To manage pneumonitis, Davies said it’s really important to obtain the patients’ baseline walking oxygenation status, so that when they come in for their rechecks, it will be easier to determine if there is any change. In addition to monitoring oxygenation status, patients may require additional diagnostic tests, such as chest x-ray, CT scan, and many will require a lung tissue biopsy to find out what’s behind the event (eg, infectious pneumonia vs tumor growth vs pneumonitis). If pneumonitis is confirmed, the immunotherapy will be discontinued and high-dose steroids administered.

Overall, if a patient receiving immunotherapy is experiencing any grade 3/4 toxicity, permanent discontinuation of the immunotherapy is likely; patients will be started on intravenous methylprednisolone and when stable, transition to oral prednisone. This should be tapered over at least 1 month until their symptoms are under control, and then they will be tapered off slowly to avoid a flare of the inflammatory response, Davies explained.

Grade 1 toxicities require close monitoring and follow-up tailored to the specific abnormality, and for patients experiencing grade 2 IRAEs, their immunotherapy is usually discontinued temporarily, with treatment restarted if their toxicity improves to grade 1. Persistent grade 2 IRAEs are treated with oral prednisone, and patients will have laboratory monitoring every 2 to 3 days.

Another important aspect of immunotherapy that patients need to be aware of is that their disease may show initial signs of progression, but their treatment can continue through this “pseudo-progression.” Signs of this include a sudden and painful increase in tumor size, rash, a low-grade fever, bone pain, and an increase in new lesions seen in initial imaging studies.

Davies added that although patients are for the most part very diligent about side effect reporting, she would like to see guidelines tailored to immunotherapy like those ONS has developed for symptom management.

Looking Ahead

Immunotherapy was a topic of intense interest at the recent ASCO meeting, where encouraging clinical trial findings were presented for a variety of solid tumors beyond the melanoma and lung cancer setting.

Immunotherapy agents are gaining ground in renal cell carcinoma, liver cancer, glioblastoma, and in the head and neck setting, among others. And, importantly, research reported at ASCO and elsewhere is beginning to illuminate how mutations, biomarkers, and an individual’s cancer cell DNA can help predict which tumors are most likely to respond to immunotherapy.

“We don’t know how broad this approach is going to be—we’ve certainly seen activity in hematologic malignancies,” said Schuchter. “The scope of cancers keeps expanding, and then the concept of combining immunotherapies will also begin to expand how we use these drugs.

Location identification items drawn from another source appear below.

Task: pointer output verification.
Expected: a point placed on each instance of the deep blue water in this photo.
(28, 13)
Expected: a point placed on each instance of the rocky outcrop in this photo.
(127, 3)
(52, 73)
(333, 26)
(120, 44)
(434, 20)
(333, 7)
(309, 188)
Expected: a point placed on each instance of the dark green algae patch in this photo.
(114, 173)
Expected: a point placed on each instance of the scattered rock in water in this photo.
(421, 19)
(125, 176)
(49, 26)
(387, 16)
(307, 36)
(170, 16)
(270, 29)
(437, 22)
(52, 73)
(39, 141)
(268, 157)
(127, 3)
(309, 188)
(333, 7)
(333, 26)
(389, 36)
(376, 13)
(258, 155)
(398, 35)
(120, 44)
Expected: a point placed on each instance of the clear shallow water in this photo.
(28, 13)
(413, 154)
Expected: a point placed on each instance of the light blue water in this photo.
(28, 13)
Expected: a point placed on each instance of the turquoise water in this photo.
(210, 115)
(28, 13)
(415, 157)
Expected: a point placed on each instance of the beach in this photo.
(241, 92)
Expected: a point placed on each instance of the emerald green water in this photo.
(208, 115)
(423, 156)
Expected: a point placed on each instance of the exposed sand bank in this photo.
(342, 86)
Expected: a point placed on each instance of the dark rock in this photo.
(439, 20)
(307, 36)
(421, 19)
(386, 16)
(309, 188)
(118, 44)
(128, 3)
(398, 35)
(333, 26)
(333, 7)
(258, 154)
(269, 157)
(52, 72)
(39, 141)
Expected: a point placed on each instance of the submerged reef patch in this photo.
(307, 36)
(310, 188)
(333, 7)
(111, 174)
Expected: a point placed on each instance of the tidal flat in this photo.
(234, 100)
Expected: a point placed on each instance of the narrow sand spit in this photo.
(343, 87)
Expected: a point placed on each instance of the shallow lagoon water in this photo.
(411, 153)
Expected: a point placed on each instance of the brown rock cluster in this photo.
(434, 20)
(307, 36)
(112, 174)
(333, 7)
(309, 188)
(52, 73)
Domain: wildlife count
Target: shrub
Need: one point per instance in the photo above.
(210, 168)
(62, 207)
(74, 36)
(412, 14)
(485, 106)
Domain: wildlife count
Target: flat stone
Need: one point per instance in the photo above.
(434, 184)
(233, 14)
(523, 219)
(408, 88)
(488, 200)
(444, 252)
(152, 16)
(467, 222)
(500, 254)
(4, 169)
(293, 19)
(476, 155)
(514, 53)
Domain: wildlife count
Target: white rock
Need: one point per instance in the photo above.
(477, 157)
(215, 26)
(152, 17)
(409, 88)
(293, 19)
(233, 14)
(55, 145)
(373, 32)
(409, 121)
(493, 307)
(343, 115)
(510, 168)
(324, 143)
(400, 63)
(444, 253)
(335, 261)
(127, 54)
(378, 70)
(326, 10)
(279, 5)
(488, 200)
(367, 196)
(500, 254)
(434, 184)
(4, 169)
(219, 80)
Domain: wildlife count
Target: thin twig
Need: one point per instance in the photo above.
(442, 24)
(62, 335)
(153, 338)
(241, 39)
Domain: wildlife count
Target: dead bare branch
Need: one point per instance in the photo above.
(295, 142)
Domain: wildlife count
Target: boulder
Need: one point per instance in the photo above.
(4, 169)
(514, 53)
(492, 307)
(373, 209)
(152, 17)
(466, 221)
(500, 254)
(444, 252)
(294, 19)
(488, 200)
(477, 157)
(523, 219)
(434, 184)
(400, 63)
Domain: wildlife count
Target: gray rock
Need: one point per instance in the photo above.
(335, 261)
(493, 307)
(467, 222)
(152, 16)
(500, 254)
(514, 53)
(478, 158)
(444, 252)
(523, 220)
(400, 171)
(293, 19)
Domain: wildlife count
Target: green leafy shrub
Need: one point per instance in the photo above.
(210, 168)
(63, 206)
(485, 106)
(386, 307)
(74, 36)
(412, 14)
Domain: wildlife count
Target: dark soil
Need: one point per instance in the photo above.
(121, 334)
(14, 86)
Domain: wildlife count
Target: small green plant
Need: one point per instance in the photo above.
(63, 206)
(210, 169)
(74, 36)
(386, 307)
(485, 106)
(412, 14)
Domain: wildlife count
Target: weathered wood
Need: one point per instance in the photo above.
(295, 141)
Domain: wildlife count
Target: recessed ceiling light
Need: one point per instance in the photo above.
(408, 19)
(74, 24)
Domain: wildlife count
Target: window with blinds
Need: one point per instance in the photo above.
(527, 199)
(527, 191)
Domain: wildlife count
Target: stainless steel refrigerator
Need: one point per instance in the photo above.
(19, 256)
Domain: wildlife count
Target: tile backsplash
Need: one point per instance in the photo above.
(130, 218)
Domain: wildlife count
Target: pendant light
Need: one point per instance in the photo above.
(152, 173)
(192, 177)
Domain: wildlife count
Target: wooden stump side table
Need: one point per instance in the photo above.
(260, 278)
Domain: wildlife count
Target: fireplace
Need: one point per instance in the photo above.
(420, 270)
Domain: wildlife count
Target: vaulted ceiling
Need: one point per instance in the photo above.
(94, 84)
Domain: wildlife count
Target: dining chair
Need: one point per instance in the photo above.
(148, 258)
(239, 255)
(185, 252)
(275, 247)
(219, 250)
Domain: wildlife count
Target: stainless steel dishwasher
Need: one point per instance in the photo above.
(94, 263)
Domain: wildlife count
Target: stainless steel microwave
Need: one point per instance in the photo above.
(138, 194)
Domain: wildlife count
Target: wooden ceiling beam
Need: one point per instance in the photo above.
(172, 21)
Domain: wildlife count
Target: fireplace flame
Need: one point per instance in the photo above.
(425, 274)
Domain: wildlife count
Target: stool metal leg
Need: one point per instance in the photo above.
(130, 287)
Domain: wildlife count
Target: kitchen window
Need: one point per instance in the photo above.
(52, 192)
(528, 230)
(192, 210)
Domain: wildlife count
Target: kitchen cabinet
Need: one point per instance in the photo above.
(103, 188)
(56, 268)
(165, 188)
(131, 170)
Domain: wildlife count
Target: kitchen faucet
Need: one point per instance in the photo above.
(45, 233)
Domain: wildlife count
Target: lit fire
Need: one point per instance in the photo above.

“This is a really good example of where the investment in basic science has led to these very important new discoveries and new approaches to treatment, and now the key is really robust clinical trials to further expand the activity of these agents and know who best responds to these treatments.”

  • Davies M. New modalities of cancer treatment for NSCLC: focus on immunotherapy. Cancer Manag Res. 2014;6:63-75.
  • Fecher LA, Agarwala SS, Hodi FS, Weber JS. Ipilimumab and its toxicities: a multidisciplinary approach. Oncologist. 18(6):733-743.
  • Perazella MA, Izzedine H. New drug toxicities in the onco-nephrology world. Kidney Int. 2015;87(5):909-917.